He didn't speak to me at breakfast.
Not a word. Not a glance.
Malik sat at the far end of the table, arm in a sling, his back rigid. His cereal sat untouched, the spoon clutched loosely in his hand.
I hovered at the other end, unsure if I should sit or leave. My throat felt raw, my hands trembling.
"I don't want to touch you."
The words echoed inside my head. Not spoken aloud, but as real as if they had been.
I tried. I really did.
"Do you… want juice?" I asked, my voice fragile.
He shook his head without looking at me.
"Do you… want me to help you with your homework?"
Another shake.
Everything I did to reach him only seemed to push him further away. The more I tried to fix things, the more I realized that every movement, every glance, every attempt to care was part of the wave I had created.
After school, he didn't come home immediately. He stayed outside, in the yard, sitting on the porch steps.
I watched him through the window, heart hammering. Every second I didn't intervene felt wrong. Every second I did intervene felt dangerous.
By the time he came inside, the sun had already dipped below the horizon.
He walked past me, head down, shoulders hunched. Not a word. Not a look.

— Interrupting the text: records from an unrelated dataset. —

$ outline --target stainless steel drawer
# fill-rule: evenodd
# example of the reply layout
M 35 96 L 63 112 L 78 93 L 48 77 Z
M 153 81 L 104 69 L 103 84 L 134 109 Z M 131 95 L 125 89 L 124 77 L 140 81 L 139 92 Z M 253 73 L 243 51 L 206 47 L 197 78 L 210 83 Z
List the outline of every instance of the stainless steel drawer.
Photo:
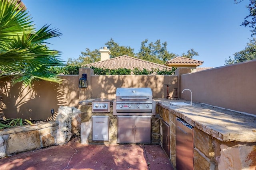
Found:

I wanted to scream, to beg, to explain. But I couldn't. Words were too dangerous. Words might create a sentence that made the tragedy even worse.
So I did nothing.
The next few days blurred together.
I didn't leave my room.
I barely ate.
I scribbled sentences in my notebook:
"It wasn't supposed to happen like this."
"She's the reason."
"It's already too late."
I traced the words with my fingertips until the ink blurred.
Even my parents noticed. But I couldn't talk to them. I couldn't tell them what was happening.
Because if I did… if I explained…
"She will break him."
Lina had felt it too.
Malik felt it.
And I could feel it everywhere. The sentences, the wave, the ripples, all spinning faster, building momentum, and I was at the center.
By nightfall, I could hear Malik pacing in his room.
I sat on my bed, clutching my notebook, whispering apologies into the dark.
"I didn't mean to hurt you…"
The words didn't reach him. He didn't answer.
And the worst part? I knew they never would.
The distance wasn't just physical anymore.
It was emotional.
It was permanent.
The cracks were widening.
And the wave I had created was growing unstoppable.